While so many food bloggers write in the same super-cutesy voice, Dodd definitely knows her audience, and it shows in her prose: straightforward and focused on the process of making great food. In fact, Beer Bites doesn’t feel like a cookbook written by a blogger, it feels like a cookbook written by an authority on cooking with beer. She says that she tests each recipe at least two times, though some recipes are more problematic and take a handful of revisions. It turns out that cooking with beer is more complex than cooking while drinking beer.
“Hops especially can be complicated,” says Dodd. The more you cook hops, the more bitter they become, which can make a dish absolutely unpalatable—even for total hop heads. In fact, the beer you use when cooking matters a lot. In the book Dodd gives clear instructions for what type of beer to use (not brands but suggestions regarding variety and flavor profile). She says that she didn’t originally do this. In the beginning of her recipe-writing career she just assumed people would know not to use a smoked porter in a lime sorbet. Turns out, people didn’t. “Now I try and really be clear with my instructions.”

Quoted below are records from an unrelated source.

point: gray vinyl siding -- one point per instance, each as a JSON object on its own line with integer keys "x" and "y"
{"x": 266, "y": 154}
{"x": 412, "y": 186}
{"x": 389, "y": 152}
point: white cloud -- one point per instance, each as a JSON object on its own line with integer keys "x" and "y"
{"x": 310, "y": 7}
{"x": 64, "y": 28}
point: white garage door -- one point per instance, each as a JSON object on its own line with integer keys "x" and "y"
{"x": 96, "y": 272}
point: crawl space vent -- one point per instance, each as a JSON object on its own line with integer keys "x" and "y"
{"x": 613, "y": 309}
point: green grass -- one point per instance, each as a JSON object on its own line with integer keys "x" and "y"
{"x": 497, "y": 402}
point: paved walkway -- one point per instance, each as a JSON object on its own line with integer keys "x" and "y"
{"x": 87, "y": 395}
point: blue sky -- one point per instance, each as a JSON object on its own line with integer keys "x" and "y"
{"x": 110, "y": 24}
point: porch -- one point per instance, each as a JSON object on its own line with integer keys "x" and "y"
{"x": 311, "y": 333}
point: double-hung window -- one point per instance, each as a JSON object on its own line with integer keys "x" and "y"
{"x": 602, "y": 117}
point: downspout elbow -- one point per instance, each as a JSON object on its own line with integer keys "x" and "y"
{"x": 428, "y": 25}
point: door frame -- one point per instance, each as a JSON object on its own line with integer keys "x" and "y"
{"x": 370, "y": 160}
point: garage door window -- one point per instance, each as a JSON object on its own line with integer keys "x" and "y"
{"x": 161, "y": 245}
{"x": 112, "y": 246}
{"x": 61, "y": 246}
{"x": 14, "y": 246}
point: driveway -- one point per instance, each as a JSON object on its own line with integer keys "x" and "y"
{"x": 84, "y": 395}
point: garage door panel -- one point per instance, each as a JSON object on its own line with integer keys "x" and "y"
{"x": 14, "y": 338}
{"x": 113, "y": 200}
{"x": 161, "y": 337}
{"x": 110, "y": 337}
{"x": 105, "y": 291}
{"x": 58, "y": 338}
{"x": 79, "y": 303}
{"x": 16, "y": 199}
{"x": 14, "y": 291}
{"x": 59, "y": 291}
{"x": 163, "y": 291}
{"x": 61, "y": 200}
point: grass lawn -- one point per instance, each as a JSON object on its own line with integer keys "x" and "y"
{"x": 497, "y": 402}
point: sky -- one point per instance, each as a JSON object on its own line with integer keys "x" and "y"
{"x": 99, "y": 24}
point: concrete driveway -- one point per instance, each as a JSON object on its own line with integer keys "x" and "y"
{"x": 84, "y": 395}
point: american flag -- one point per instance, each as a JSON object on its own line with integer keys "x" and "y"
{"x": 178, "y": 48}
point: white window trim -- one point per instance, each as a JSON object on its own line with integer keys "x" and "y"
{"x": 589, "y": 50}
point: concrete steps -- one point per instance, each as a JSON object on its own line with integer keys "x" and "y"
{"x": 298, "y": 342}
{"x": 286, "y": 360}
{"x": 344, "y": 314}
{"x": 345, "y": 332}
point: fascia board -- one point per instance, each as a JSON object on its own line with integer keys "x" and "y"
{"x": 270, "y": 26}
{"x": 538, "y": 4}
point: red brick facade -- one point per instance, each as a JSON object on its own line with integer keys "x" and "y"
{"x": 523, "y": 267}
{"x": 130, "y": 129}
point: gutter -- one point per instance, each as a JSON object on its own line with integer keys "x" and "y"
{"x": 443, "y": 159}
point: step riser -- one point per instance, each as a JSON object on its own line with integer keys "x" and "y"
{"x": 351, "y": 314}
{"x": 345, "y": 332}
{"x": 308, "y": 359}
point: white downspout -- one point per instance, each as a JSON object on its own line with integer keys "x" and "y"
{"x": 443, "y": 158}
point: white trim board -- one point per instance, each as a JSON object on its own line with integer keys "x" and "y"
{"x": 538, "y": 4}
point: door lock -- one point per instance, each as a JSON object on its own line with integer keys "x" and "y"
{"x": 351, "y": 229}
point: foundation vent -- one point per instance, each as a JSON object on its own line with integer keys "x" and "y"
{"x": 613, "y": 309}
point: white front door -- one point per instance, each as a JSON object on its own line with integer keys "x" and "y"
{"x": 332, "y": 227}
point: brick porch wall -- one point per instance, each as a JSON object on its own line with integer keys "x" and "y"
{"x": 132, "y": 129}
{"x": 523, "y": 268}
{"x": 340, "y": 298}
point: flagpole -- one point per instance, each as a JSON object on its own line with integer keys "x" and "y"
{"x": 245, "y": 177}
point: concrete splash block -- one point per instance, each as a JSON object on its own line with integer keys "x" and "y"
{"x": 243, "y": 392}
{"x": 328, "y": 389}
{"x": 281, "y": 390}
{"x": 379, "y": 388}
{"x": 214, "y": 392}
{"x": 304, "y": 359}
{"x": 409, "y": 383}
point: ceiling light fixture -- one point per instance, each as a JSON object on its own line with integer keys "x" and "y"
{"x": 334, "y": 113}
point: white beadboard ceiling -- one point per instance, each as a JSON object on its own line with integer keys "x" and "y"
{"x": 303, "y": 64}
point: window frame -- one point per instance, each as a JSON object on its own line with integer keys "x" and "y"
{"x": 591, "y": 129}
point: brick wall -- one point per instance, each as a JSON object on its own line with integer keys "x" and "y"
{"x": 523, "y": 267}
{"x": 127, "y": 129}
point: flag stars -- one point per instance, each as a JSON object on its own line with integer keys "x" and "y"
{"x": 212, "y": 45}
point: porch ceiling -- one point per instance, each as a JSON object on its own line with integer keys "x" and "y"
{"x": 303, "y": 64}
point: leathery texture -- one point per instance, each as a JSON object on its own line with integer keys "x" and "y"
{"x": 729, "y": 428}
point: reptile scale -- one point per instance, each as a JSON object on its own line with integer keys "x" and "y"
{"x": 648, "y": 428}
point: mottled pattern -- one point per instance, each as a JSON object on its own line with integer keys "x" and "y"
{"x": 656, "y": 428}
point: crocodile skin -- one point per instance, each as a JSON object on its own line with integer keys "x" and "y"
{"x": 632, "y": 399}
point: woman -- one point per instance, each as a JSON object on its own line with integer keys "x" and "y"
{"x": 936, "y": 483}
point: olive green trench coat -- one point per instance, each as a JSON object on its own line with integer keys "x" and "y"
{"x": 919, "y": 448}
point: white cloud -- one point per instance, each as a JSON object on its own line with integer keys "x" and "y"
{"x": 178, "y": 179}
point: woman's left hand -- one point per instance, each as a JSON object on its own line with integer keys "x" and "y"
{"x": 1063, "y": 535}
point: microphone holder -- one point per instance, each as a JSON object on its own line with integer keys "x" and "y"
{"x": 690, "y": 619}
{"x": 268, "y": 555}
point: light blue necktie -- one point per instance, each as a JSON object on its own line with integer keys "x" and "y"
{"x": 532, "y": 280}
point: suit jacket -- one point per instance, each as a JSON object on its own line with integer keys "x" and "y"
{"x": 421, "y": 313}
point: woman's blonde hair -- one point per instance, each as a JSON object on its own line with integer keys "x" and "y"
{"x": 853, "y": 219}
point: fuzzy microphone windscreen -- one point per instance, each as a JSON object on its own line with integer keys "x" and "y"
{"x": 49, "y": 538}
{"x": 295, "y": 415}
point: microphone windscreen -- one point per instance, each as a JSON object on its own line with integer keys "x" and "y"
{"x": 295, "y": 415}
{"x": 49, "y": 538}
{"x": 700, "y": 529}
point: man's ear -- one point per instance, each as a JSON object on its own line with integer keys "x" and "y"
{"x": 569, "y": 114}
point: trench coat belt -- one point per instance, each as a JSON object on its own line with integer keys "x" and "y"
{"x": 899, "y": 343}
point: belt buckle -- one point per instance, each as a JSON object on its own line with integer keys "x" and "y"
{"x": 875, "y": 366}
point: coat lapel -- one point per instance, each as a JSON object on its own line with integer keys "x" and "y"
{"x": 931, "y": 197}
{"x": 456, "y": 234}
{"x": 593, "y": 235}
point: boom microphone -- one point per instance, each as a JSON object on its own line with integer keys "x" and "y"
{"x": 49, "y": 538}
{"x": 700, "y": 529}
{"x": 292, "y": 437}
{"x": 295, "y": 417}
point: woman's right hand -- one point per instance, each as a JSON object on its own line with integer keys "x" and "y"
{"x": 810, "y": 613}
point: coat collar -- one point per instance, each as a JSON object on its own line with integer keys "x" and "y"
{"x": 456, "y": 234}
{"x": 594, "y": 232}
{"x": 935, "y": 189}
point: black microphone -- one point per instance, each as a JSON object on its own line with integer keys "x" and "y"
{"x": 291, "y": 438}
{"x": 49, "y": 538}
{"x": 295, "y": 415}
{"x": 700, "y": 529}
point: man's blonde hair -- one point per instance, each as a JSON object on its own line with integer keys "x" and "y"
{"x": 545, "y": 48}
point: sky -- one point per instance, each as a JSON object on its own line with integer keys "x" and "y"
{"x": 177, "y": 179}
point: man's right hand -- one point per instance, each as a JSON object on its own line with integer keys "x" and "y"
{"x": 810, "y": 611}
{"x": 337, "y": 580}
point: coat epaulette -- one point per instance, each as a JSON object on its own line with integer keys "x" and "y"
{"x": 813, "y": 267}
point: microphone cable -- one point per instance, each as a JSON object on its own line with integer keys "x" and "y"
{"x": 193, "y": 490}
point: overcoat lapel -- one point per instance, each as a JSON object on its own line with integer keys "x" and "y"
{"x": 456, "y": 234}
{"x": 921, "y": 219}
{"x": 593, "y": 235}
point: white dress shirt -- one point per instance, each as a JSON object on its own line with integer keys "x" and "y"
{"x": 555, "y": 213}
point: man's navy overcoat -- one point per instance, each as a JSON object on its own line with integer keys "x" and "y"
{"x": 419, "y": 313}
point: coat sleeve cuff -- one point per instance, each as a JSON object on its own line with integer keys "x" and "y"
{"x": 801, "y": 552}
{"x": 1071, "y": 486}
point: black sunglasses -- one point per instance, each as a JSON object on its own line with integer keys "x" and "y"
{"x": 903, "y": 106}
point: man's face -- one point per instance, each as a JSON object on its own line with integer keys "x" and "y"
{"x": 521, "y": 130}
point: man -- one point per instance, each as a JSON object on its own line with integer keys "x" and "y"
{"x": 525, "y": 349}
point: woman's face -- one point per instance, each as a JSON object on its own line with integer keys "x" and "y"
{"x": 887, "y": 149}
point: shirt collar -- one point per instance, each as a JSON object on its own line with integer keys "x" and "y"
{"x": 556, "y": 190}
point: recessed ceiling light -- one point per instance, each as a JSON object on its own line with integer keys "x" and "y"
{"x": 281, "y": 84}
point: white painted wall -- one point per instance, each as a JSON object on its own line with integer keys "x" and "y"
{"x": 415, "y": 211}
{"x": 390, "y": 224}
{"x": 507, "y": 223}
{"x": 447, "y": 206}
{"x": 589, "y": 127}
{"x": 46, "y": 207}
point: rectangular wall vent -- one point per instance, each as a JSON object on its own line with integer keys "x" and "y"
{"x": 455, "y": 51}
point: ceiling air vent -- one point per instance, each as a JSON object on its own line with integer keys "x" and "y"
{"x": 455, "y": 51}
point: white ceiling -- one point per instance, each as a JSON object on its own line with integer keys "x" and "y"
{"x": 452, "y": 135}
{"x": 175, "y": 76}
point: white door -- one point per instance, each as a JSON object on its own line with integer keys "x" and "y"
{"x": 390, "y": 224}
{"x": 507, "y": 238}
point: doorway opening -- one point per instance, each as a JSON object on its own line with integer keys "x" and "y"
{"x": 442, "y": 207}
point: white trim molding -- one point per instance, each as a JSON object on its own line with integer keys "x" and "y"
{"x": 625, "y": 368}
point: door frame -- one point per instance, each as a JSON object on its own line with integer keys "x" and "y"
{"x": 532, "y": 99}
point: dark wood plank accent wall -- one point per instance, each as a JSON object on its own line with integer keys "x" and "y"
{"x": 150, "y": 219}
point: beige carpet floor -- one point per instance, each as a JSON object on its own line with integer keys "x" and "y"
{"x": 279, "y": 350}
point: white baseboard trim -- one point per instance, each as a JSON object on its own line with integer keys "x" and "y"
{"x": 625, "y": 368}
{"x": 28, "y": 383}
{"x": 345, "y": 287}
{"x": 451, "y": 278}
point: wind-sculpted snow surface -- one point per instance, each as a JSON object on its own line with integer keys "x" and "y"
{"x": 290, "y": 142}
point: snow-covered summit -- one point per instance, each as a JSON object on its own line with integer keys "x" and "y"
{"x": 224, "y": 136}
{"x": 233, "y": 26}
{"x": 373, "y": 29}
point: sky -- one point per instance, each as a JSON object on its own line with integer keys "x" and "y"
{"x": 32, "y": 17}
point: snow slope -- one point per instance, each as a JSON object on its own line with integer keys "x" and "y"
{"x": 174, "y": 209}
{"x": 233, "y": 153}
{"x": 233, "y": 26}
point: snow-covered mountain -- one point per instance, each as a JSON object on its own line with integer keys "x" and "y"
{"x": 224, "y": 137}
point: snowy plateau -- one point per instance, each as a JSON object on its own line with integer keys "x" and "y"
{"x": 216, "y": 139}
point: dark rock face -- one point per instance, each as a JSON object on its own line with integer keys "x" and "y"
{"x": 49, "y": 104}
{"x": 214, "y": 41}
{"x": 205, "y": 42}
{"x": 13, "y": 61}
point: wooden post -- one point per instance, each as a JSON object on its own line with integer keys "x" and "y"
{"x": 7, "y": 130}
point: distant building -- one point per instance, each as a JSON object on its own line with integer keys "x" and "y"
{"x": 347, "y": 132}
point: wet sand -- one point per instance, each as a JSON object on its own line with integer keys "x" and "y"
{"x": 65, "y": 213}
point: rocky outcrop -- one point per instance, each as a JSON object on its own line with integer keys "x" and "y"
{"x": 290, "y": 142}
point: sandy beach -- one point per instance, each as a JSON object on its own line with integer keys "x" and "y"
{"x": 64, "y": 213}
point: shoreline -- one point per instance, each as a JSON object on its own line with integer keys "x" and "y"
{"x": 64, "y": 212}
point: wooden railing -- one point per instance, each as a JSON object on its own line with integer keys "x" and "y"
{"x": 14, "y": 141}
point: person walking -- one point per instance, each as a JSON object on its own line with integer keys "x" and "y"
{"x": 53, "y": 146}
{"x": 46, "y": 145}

Dodd says that she’s actually become hooked on cooking with beer—there are few things that beer doesn’t improve. “Beer is especially good for brining white meats. The alcohol will break down the meat protein so it’s softer. You can grill the crap out of it and it’s still tender,” she says. Likewise, she is a big proponent of using beer in breads and donuts even, where it acts a bit like a leavening agent and “gives things almost a creamy quality.” “Over the summer I got really into making mini-donuts and I was going to make a batch but—and this is rare for me—I was out of beer. The end result was so different. I was really disappointed.”
And that’s maybe the only flaw of the book—that between eating and drinking you’re liable to run out of beer twice as fast as before. But it’s a price we’re willing to pay to have smoky porter molasses chicken skewers and chicken beer cheese pretzel empanadas in our life.